The Trump administration is doubling down on its demand that House Republican leaders hold a vote Friday on their embattled health-care bill without any changes. White House Press Secretary Sean Spicer said the vote will proceed as scheduled Friday afternoon.

“It’s not a question of negotiating any more, it’s understanding the greater good,” Spicer said at a news conference. “This is it.” The president, he added, has “made it clear this is our moment.”

But an influential GOP member said he’s not sure they have the votes.

“I’m not sure we’ve landed it,” Mark Walker of North Carolina, chairman of the conservative Republican Study Committee of House members, said Friday morning. “I’m hopeful that we can get there today but at this point I don’t know how many we’re short.”

Tensions among House Republicans were high, said Chris Collins of New York, the first House member to endorse Trump last year.

“There’s some divisiveness within our conference now that’s not healthy,” Collins said. “I’ve never seen this before. People are just refusing to talk to each other. They’re storming past each other. This is not good.”

Paul Ryan is CYA mode this afternoon.

House Speaker Paul D. Ryan, facing a revolt among conservative and moderate Republicans, rushed to the White House Friday afternoon to inform President Trump he did not have the votes to pass legislation to repeal the Affordable Care Act and to decide whether to pull the bill from consideration.

The president and the speaker faced the humiliating prospect of a major defeat on legislation promised for seven years, since the landmark health legislation was signed into law. President Trump had demanded a vote regardless, which has been scheduled for Friday afternoon. But House leaders were leaning against such a public loss.

The House opened debate Friday on what would have been one of the most consequential pieces of legislation in years, a bill that would have rolled back a major, established social welfare program, a feat that is almost unheard of.

Meanwhile, more Trump ethics violations are on the horizon: “After Promising Not To Talk Business With Father, Eric Trump Says He’ll Give Him Financial Reports”.

Eric Trump sits behind a desk on the 25th floor of Trump Tower in New York City, dressed in a slightly less formal version of his father’s go-to power uniform—blue suit, white buttoned-down shirt, no tie. There are reminders of Donald Trump everywhere in this office, including the TV in the corner that beams out wall-to-wall news about the president any time his son turns it on. Amidst it all, Eric Trump, who now manages the Trump Organization with his brother Don Jr., wants to emphasize that the Trump business is separate from the Trump presidency.

“There is kind of a clear separation of church and state that we maintain, and I am deadly serious about that exercise,” he says, echoing previous statements from his father. “I do not talk about the government with him, and he does not talk about the business with us.

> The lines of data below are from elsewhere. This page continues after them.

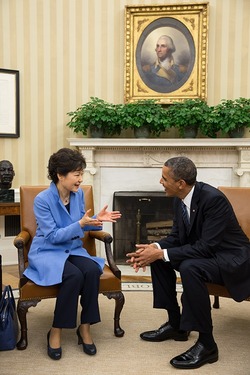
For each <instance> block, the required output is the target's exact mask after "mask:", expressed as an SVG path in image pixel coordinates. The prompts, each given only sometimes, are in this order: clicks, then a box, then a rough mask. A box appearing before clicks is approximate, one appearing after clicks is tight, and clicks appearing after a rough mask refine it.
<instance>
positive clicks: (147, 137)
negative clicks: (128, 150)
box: [134, 125, 150, 138]
mask: <svg viewBox="0 0 250 375" xmlns="http://www.w3.org/2000/svg"><path fill="white" fill-rule="evenodd" d="M149 135H150V130H149V127H148V125H142V126H140V127H139V128H134V136H135V138H148V137H149Z"/></svg>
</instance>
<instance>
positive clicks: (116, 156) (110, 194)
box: [68, 138, 250, 255]
mask: <svg viewBox="0 0 250 375" xmlns="http://www.w3.org/2000/svg"><path fill="white" fill-rule="evenodd" d="M68 141H69V144H70V146H73V147H76V148H78V149H79V150H80V151H81V152H82V154H83V155H84V156H85V158H86V162H87V168H86V172H85V174H84V183H85V184H90V185H93V189H94V199H95V208H96V210H97V209H100V208H101V207H103V206H104V205H105V204H108V205H109V207H110V208H111V207H112V202H113V193H114V192H115V191H162V186H161V185H160V183H159V180H160V178H161V169H162V166H163V164H164V162H165V161H166V160H167V159H169V158H170V157H173V156H178V155H185V156H187V157H189V158H190V159H192V160H193V161H194V163H195V164H196V166H197V170H198V176H197V179H198V180H199V181H204V182H207V183H210V184H211V185H213V186H215V187H216V186H223V185H224V186H250V138H240V139H231V138H225V139H219V138H218V139H210V138H204V139H203V138H202V139H181V138H178V139H173V138H162V139H155V138H152V139H136V138H129V139H127V138H119V139H115V138H98V139H97V138H70V139H68ZM104 229H105V230H107V231H108V232H110V233H112V226H111V225H110V224H108V223H106V224H105V228H104ZM100 255H101V250H100Z"/></svg>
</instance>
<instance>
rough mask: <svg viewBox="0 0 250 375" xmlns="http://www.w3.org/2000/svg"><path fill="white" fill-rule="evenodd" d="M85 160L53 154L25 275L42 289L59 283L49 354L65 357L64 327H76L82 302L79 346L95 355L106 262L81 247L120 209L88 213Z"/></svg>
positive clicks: (48, 342)
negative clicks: (86, 239) (96, 338)
mask: <svg viewBox="0 0 250 375" xmlns="http://www.w3.org/2000/svg"><path fill="white" fill-rule="evenodd" d="M85 168H86V161H85V158H84V157H83V156H82V154H81V153H80V152H78V151H76V150H71V149H68V148H62V149H60V150H59V151H57V152H56V153H54V154H53V155H51V157H50V159H49V164H48V178H49V179H50V180H52V182H51V184H50V187H49V188H48V189H46V190H44V191H42V192H41V193H39V194H38V195H37V196H36V198H35V200H34V213H35V217H36V221H37V231H36V235H35V237H34V239H33V242H32V244H31V247H30V251H29V255H28V257H29V266H28V268H27V269H26V270H25V272H24V274H25V276H26V277H28V278H29V279H30V280H32V281H33V282H35V283H36V284H38V285H45V286H49V285H55V284H60V288H59V293H58V296H57V299H56V304H55V311H54V319H53V324H52V328H51V329H50V331H49V332H48V334H47V347H48V355H49V357H50V358H52V359H60V358H61V355H62V349H61V331H62V328H75V327H76V320H77V307H78V298H79V295H80V304H81V307H82V311H81V317H80V326H79V327H78V328H77V331H76V334H77V337H78V344H82V345H83V351H84V352H85V353H86V354H88V355H94V354H96V347H95V344H94V343H93V340H92V337H91V334H90V325H91V324H95V323H98V322H100V313H99V306H98V292H99V279H100V275H101V274H102V272H103V267H104V263H105V260H104V259H103V258H99V257H92V256H90V255H89V254H88V253H87V251H86V250H85V249H84V248H83V247H82V241H81V238H82V237H83V236H84V231H87V230H101V229H102V223H103V222H104V221H109V222H115V221H116V219H119V218H120V217H121V214H120V212H119V211H111V212H108V211H107V207H108V206H105V207H104V208H103V209H102V210H101V211H100V212H99V214H97V215H96V216H93V217H90V216H89V214H90V210H87V211H85V208H84V194H83V191H82V189H81V188H80V184H81V183H82V181H83V171H84V169H85Z"/></svg>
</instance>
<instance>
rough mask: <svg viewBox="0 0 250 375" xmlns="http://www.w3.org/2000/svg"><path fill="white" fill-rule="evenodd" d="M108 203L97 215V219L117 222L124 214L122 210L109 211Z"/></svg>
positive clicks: (114, 222)
mask: <svg viewBox="0 0 250 375" xmlns="http://www.w3.org/2000/svg"><path fill="white" fill-rule="evenodd" d="M107 208H108V205H106V206H104V207H103V209H102V210H101V211H100V212H99V214H98V215H97V219H98V220H100V221H101V222H102V221H109V222H112V223H116V220H117V219H120V217H121V216H122V215H121V213H120V211H107Z"/></svg>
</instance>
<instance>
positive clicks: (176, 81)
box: [142, 35, 187, 86]
mask: <svg viewBox="0 0 250 375" xmlns="http://www.w3.org/2000/svg"><path fill="white" fill-rule="evenodd" d="M155 52H156V55H157V60H156V61H155V63H154V64H153V65H144V66H143V67H142V70H143V71H144V73H145V74H146V76H147V77H148V78H149V80H150V81H151V82H152V83H154V84H156V85H160V86H161V85H162V86H172V85H174V84H176V83H177V82H179V81H180V80H181V79H182V78H183V77H184V75H185V73H186V68H187V67H185V68H184V67H182V69H181V67H180V66H179V65H177V64H175V62H174V58H173V53H174V52H175V45H174V42H173V40H172V38H170V36H168V35H162V36H161V37H160V38H159V39H158V41H157V43H156V48H155Z"/></svg>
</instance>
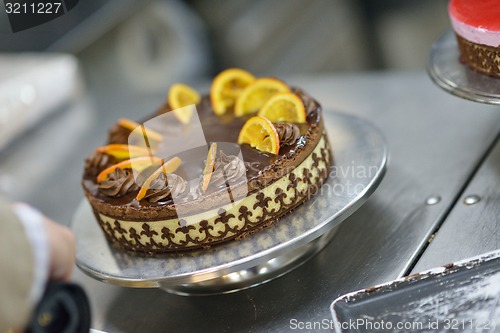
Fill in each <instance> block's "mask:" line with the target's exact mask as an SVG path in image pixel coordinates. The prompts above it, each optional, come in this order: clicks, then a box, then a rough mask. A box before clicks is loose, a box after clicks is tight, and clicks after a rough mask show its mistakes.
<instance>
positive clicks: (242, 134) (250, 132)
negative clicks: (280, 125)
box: [238, 116, 280, 155]
mask: <svg viewBox="0 0 500 333" xmlns="http://www.w3.org/2000/svg"><path fill="white" fill-rule="evenodd" d="M238 143H239V144H244V143H247V144H249V145H250V146H251V147H253V148H257V149H258V150H260V151H263V152H266V153H271V154H275V155H278V153H279V151H280V139H279V136H278V132H277V131H276V128H275V127H274V125H273V123H272V122H270V121H269V120H268V119H266V118H264V117H260V116H255V117H252V118H250V119H248V120H247V122H246V123H245V124H244V125H243V128H242V129H241V131H240V134H239V136H238Z"/></svg>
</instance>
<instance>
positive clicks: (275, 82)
mask: <svg viewBox="0 0 500 333" xmlns="http://www.w3.org/2000/svg"><path fill="white" fill-rule="evenodd" d="M289 91H290V88H288V86H287V85H286V84H285V83H283V82H281V81H280V80H277V79H273V78H262V79H258V80H255V82H253V83H252V84H250V85H249V86H248V87H246V88H245V89H244V90H243V92H242V93H241V95H240V97H238V99H237V100H236V104H235V107H234V114H235V115H236V116H238V117H241V116H244V115H247V114H252V113H255V112H257V111H259V110H260V108H261V107H262V105H264V103H265V102H267V100H268V99H269V98H270V97H271V96H273V95H274V94H276V93H279V92H289Z"/></svg>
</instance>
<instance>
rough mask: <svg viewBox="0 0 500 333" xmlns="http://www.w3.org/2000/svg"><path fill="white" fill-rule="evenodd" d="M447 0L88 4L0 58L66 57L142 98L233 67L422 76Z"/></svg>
mask: <svg viewBox="0 0 500 333" xmlns="http://www.w3.org/2000/svg"><path fill="white" fill-rule="evenodd" d="M446 3H447V1H445V0H308V1H304V0H287V1H280V0H212V1H206V0H184V1H182V0H157V1H151V0H145V1H144V0H143V1H134V0H111V1H110V0H86V1H80V2H79V3H78V5H77V6H76V7H75V8H74V9H73V10H71V11H70V12H68V13H67V14H66V15H64V16H62V17H60V18H58V19H56V20H54V21H52V22H49V23H47V24H44V25H42V26H39V27H36V28H33V29H30V30H27V31H23V32H19V33H16V34H12V33H11V31H10V27H9V25H8V21H7V18H6V15H5V13H2V15H3V16H1V17H0V19H1V20H0V37H1V38H0V51H2V52H19V51H51V52H68V53H72V54H75V55H76V56H77V57H78V58H81V59H84V60H85V64H88V66H91V67H92V68H90V69H89V68H87V69H86V70H85V73H89V75H91V73H92V72H93V71H96V70H97V71H102V70H108V71H109V72H110V73H120V74H121V76H122V77H120V78H119V79H118V78H117V82H122V83H128V84H131V85H132V86H135V87H136V88H137V89H142V90H148V91H149V90H155V89H163V90H164V89H166V88H165V85H167V84H168V83H171V82H174V81H179V80H184V81H189V80H192V79H196V80H199V78H200V77H209V76H212V75H214V74H215V73H217V72H219V71H220V70H221V69H224V68H227V67H232V66H235V67H243V68H246V69H248V70H250V71H252V72H254V73H255V74H257V75H262V74H265V75H284V74H286V75H288V74H309V73H314V74H317V73H325V72H341V71H343V72H345V71H366V70H386V69H405V70H416V69H423V68H424V67H425V63H426V60H427V56H428V53H429V48H430V47H431V45H432V43H433V42H434V41H435V39H436V37H437V36H439V35H440V34H442V33H443V32H444V31H445V29H446V28H447V27H448V26H449V22H448V17H447V11H446Z"/></svg>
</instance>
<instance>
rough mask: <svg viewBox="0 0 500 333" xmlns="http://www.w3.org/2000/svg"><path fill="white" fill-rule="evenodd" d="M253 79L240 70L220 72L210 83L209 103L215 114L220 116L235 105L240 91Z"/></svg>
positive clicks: (230, 70) (227, 70)
mask: <svg viewBox="0 0 500 333" xmlns="http://www.w3.org/2000/svg"><path fill="white" fill-rule="evenodd" d="M254 81H255V77H254V76H253V75H252V74H251V73H249V72H247V71H245V70H243V69H240V68H229V69H226V70H224V71H222V72H220V73H219V74H218V75H217V76H216V77H215V78H214V80H213V81H212V86H211V88H210V101H211V103H212V108H213V109H214V112H215V114H217V115H222V114H224V113H226V112H227V111H229V110H230V109H231V108H232V107H233V106H234V104H235V102H236V100H237V98H238V97H239V96H240V94H241V93H242V91H243V90H244V89H245V88H246V87H247V86H248V85H249V84H251V83H252V82H254Z"/></svg>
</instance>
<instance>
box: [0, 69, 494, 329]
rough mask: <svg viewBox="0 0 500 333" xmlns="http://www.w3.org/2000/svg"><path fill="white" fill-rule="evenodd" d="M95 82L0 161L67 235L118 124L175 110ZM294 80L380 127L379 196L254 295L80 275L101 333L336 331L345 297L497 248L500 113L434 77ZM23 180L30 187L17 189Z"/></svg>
mask: <svg viewBox="0 0 500 333" xmlns="http://www.w3.org/2000/svg"><path fill="white" fill-rule="evenodd" d="M96 77H97V78H98V75H97V76H96ZM96 77H94V78H93V79H92V78H91V79H90V82H89V85H88V87H89V91H90V94H89V95H88V96H87V97H85V98H83V100H82V101H80V102H78V103H75V104H74V105H72V106H71V107H70V109H69V110H65V111H62V112H60V113H58V114H57V115H56V116H53V117H52V118H51V119H48V120H47V121H45V123H44V124H42V126H39V127H38V128H37V129H35V130H33V131H32V133H31V134H29V135H27V136H26V137H25V138H24V139H23V140H20V141H19V142H18V143H16V144H15V145H14V146H13V147H11V148H10V149H8V150H7V151H5V152H2V153H0V157H1V160H0V185H1V184H3V188H4V189H7V192H8V194H9V195H10V196H11V197H14V198H18V199H24V200H27V201H28V202H30V203H32V204H34V205H36V206H37V207H39V208H41V209H42V210H44V211H45V212H47V213H48V214H49V215H50V216H51V217H54V218H56V219H58V220H60V221H63V222H65V223H68V222H69V220H70V218H71V216H72V214H73V213H74V210H75V209H76V207H77V205H78V203H79V201H80V200H81V199H82V197H83V196H82V193H81V190H80V186H79V181H80V174H81V170H82V166H83V159H84V157H85V156H86V155H87V154H89V153H90V152H91V151H92V150H93V148H94V147H96V146H97V145H99V144H101V143H102V142H103V141H104V139H105V133H106V129H107V128H108V127H109V126H110V125H111V124H113V123H114V122H115V121H116V119H117V118H118V117H119V116H120V117H130V118H139V117H140V116H141V115H142V114H148V113H149V112H151V111H152V110H154V109H155V107H156V106H157V105H159V103H160V102H161V101H162V100H163V98H164V96H161V95H152V96H144V95H143V94H138V93H135V94H133V93H131V92H129V91H125V90H123V89H122V90H120V89H113V88H112V87H113V84H112V82H110V80H109V79H107V80H104V82H99V81H98V80H96V79H95V78H96ZM285 79H286V80H287V81H288V82H290V83H291V84H293V85H297V86H300V87H302V88H304V89H305V90H306V91H308V92H310V93H311V94H312V95H313V96H315V97H316V98H317V99H318V100H319V101H321V102H322V104H323V106H324V107H325V108H327V109H333V110H338V111H342V112H346V113H350V114H355V115H358V116H360V117H364V118H366V119H369V120H370V121H372V122H373V123H374V124H375V125H377V126H378V127H379V128H380V129H381V130H382V131H383V132H384V133H385V135H386V138H387V141H388V143H389V150H390V153H391V159H390V162H389V166H388V171H387V174H386V176H385V179H384V180H383V182H382V184H381V185H380V187H379V189H378V190H377V191H376V192H375V194H374V195H373V196H372V197H371V198H370V199H369V200H368V202H367V203H366V204H365V205H364V206H363V207H362V208H361V209H360V210H359V211H357V212H356V213H355V214H354V215H352V216H351V217H350V218H348V219H347V220H346V221H345V223H344V224H343V225H342V226H341V228H340V230H339V232H338V233H337V235H336V236H335V238H334V239H333V241H332V242H331V243H330V244H329V245H328V246H327V247H326V248H325V249H324V250H323V251H322V252H320V253H319V254H318V255H316V256H315V257H314V258H313V259H312V260H310V261H308V262H307V263H305V264H304V265H302V266H301V267H299V268H298V269H296V270H294V271H292V272H290V273H288V274H286V275H285V276H283V277H281V278H278V279H276V280H274V281H271V282H269V283H267V284H264V285H262V286H259V287H256V288H253V289H250V290H246V291H242V292H238V293H235V294H229V295H221V296H207V297H182V296H175V295H170V294H167V293H165V292H163V291H160V290H157V289H127V288H122V287H116V286H112V285H106V284H103V283H101V282H98V281H95V280H93V279H91V278H89V277H87V276H85V275H83V274H82V273H81V272H79V271H77V272H76V273H75V277H74V280H75V281H77V282H79V283H80V284H82V285H83V287H84V288H85V289H86V291H87V293H88V294H89V296H90V299H91V305H92V311H93V318H94V323H93V327H94V328H96V329H100V330H104V331H109V332H165V331H169V330H174V329H175V331H179V332H199V331H204V332H235V331H243V332H261V331H283V332H286V331H289V330H290V321H291V320H292V319H296V320H297V321H302V322H306V321H321V320H323V319H326V320H330V314H329V305H330V303H331V302H332V301H333V300H334V299H335V298H336V297H338V296H339V295H341V294H344V293H346V292H349V291H353V290H357V289H360V288H365V287H369V286H372V285H374V284H378V283H382V282H385V281H389V280H392V279H394V278H397V277H400V276H402V275H404V274H405V273H408V272H409V271H411V270H412V268H413V267H414V265H415V264H416V266H415V268H420V267H422V268H427V266H428V265H436V264H444V263H447V262H449V261H450V260H455V259H462V258H464V257H465V256H467V255H469V254H475V253H482V252H486V251H488V250H490V249H491V248H492V247H493V248H495V247H496V248H498V244H499V241H498V237H499V236H498V208H497V207H498V200H499V198H498V177H499V176H498V170H499V166H500V164H499V163H500V161H499V158H498V152H496V151H495V152H494V153H496V155H493V154H492V155H491V157H490V158H489V159H486V162H485V163H483V168H479V167H480V165H481V163H482V162H483V159H484V157H485V155H486V154H487V153H488V152H489V150H488V149H489V147H490V146H492V144H493V142H494V141H495V140H496V138H497V136H498V134H499V132H500V108H499V107H495V106H489V105H482V104H478V103H473V102H469V101H465V100H461V99H459V98H456V97H453V96H451V95H448V94H447V93H445V92H443V91H441V90H440V89H439V88H438V87H436V86H435V85H434V84H433V83H432V82H431V81H430V79H429V78H428V77H427V75H426V74H425V73H424V72H417V73H413V72H412V73H408V72H404V73H400V72H388V73H386V72H380V73H371V74H351V75H323V76H314V77H290V78H285ZM204 87H205V88H206V86H204ZM54 142H58V143H59V144H57V145H55V144H53V143H54ZM76 147H78V148H76ZM497 150H498V149H497ZM48 156H50V157H51V158H48ZM34 157H35V158H36V159H37V160H39V161H41V162H43V163H41V165H40V167H39V168H38V169H37V170H33V169H32V168H31V166H30V167H29V166H28V164H27V162H28V161H32V160H33V158H34ZM478 168H479V172H478V173H477V174H476V175H475V176H474V174H475V172H476V171H477V169H478ZM473 176H474V177H473ZM18 177H25V178H24V179H25V181H23V182H22V184H20V186H15V185H16V184H17V182H16V179H21V178H18ZM471 178H472V181H471V182H470V183H469V181H470V180H471ZM2 181H3V183H2ZM495 182H496V185H495ZM467 184H468V187H467V188H466V191H465V192H463V189H464V187H465V186H466V185H467ZM471 193H478V194H479V195H481V196H482V197H483V201H482V203H480V204H479V205H475V206H468V207H462V205H461V204H460V202H461V200H462V199H463V196H466V195H468V194H471ZM485 199H486V200H485ZM457 200H458V201H457ZM482 205H483V206H482ZM485 205H490V206H489V207H490V209H486V208H485ZM464 210H467V211H464ZM450 211H451V213H450ZM455 220H456V221H462V222H461V223H465V222H467V221H469V222H472V221H474V223H475V225H476V226H478V228H481V226H483V225H484V226H485V227H484V228H485V230H484V232H481V233H480V234H477V235H476V236H475V237H468V236H469V234H470V233H471V226H469V228H468V229H467V228H464V232H463V233H461V230H460V229H462V228H460V229H459V230H457V227H456V226H455V225H456V223H458V222H456V223H454V222H453V221H455ZM443 222H444V223H443ZM441 225H442V227H441V229H439V232H438V234H437V236H436V238H435V239H434V241H433V242H432V243H431V244H430V246H429V247H428V248H427V249H425V247H426V245H427V243H428V239H429V238H430V236H431V235H432V234H433V233H434V231H435V230H436V229H437V228H438V227H439V226H441ZM448 225H449V227H448ZM488 228H489V229H488ZM491 228H493V229H491ZM448 229H450V230H451V231H453V232H454V233H455V234H460V238H459V239H460V244H459V245H458V244H456V243H455V244H456V245H455V248H456V247H461V248H462V249H465V248H466V247H470V248H471V250H467V251H465V250H464V251H461V252H454V251H452V250H447V251H445V250H443V249H444V248H446V246H448V244H452V243H454V242H456V240H455V239H456V238H453V237H446V236H440V235H441V234H443V235H444V232H445V231H446V230H448ZM472 230H473V228H472ZM488 230H493V232H491V231H488ZM438 241H439V242H438ZM424 249H425V251H424V252H423V255H422V251H423V250H424ZM431 251H432V252H431ZM427 253H430V255H429V256H431V257H432V258H431V259H432V260H431V259H428V258H427V256H426V254H427ZM421 255H422V257H420V256H421ZM420 262H422V264H420Z"/></svg>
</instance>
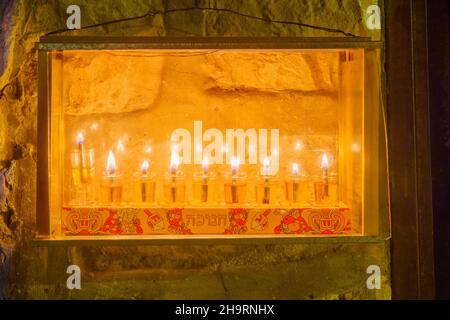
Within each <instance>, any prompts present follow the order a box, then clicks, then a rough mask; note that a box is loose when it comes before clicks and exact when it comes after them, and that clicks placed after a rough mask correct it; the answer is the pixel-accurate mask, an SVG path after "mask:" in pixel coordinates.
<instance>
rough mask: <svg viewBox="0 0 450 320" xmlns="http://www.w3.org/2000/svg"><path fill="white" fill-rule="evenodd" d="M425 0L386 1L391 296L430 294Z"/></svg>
mask: <svg viewBox="0 0 450 320" xmlns="http://www.w3.org/2000/svg"><path fill="white" fill-rule="evenodd" d="M426 5H427V1H426V0H396V1H386V4H385V11H386V14H385V16H386V24H385V37H386V42H385V43H386V44H385V45H386V50H385V51H386V89H387V93H388V94H387V121H388V126H387V128H388V138H389V144H388V145H389V151H390V152H389V156H390V159H389V170H390V185H391V186H390V193H391V194H390V201H391V219H392V220H391V221H392V240H391V259H392V265H391V273H392V294H393V298H394V299H432V298H434V254H433V206H432V188H431V181H432V177H431V150H430V148H431V146H430V130H429V120H430V119H429V118H430V115H429V107H430V106H429V101H428V94H429V93H428V70H427V68H428V67H427V34H426V33H427V22H426V21H427V10H426Z"/></svg>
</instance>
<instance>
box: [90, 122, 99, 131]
mask: <svg viewBox="0 0 450 320" xmlns="http://www.w3.org/2000/svg"><path fill="white" fill-rule="evenodd" d="M97 129H98V122H93V123H92V124H91V130H92V131H96V130H97Z"/></svg>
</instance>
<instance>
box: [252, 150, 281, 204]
mask: <svg viewBox="0 0 450 320" xmlns="http://www.w3.org/2000/svg"><path fill="white" fill-rule="evenodd" d="M270 168H271V167H270V159H269V158H268V157H266V158H264V162H263V166H262V168H261V174H260V175H259V177H258V180H257V183H256V202H257V203H258V204H273V203H275V201H276V183H277V181H276V179H275V177H274V176H273V175H271V170H270Z"/></svg>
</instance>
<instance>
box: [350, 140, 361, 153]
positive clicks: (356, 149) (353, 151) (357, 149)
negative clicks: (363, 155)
mask: <svg viewBox="0 0 450 320" xmlns="http://www.w3.org/2000/svg"><path fill="white" fill-rule="evenodd" d="M352 151H353V152H361V146H360V145H359V143H356V142H355V143H353V144H352Z"/></svg>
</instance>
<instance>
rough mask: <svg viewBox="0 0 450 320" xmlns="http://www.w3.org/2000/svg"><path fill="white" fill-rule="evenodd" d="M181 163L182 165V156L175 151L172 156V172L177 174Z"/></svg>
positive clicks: (171, 169) (174, 173)
mask: <svg viewBox="0 0 450 320" xmlns="http://www.w3.org/2000/svg"><path fill="white" fill-rule="evenodd" d="M179 165H180V156H179V155H178V153H177V152H175V151H173V152H172V155H171V157H170V173H171V174H176V173H177V171H178V166H179Z"/></svg>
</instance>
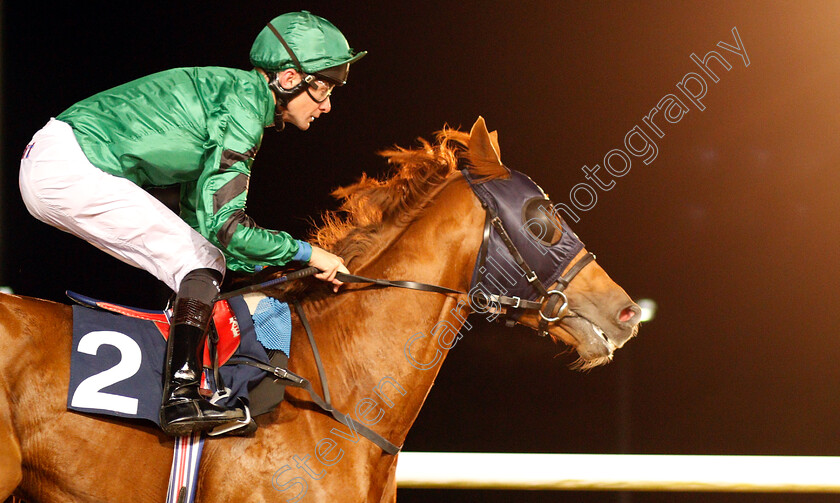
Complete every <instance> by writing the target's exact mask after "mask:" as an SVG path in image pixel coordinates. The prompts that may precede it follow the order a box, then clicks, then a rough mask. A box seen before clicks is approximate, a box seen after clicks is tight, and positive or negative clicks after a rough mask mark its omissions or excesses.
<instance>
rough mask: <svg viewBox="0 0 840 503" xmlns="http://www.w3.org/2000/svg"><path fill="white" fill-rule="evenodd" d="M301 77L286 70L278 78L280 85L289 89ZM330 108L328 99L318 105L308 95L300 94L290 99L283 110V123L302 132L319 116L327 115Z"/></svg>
mask: <svg viewBox="0 0 840 503" xmlns="http://www.w3.org/2000/svg"><path fill="white" fill-rule="evenodd" d="M301 78H302V75H301V74H300V73H298V72H296V71H294V70H287V71H286V72H283V75H281V76H280V85H282V86H283V87H284V88H286V89H291V88H292V87H294V86H296V85H297V84H298V82H300V81H301ZM331 108H332V102H331V101H330V97H329V96H327V98H326V99H325V100H324V101H323V102H321V103H318V102H316V101H315V100H314V99H312V98H311V97H310V96H309V93H306V92H304V93H300V94H299V95H297V96H295V97H294V98H292V100H291V101H289V104H288V105H287V106H286V108H285V109H284V110H283V115H282V116H283V122H286V123H289V124H294V125H295V126H297V127H298V129H301V130H303V131H306V130H307V129H309V125H310V124H312V121H314V120H315V119H317V118H318V117H320V116H321V114H325V113H328V112H329V111H330V109H331Z"/></svg>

That’s kind of a steadfast pact we made, and it’s something that we honor.”

But less than two minutes later, he concedes that he will continue to update his father on the business while he is in the presidency. “Yeah, on the bottom line, profitability reports and stuff like that, but you know, that’s about it.” How often will those reports be, every quarter? “Depending, yeah, depending.” Could be more, could be less? “Yeah, probably quarterly.” One thing is clear: “My father and I are very close,” Eric Trump says. “I talk to him a lot. We’re pretty inseparable.”

So, this is what it’s like to live in a Banana Republic.

What’s on your reading and blogging list today?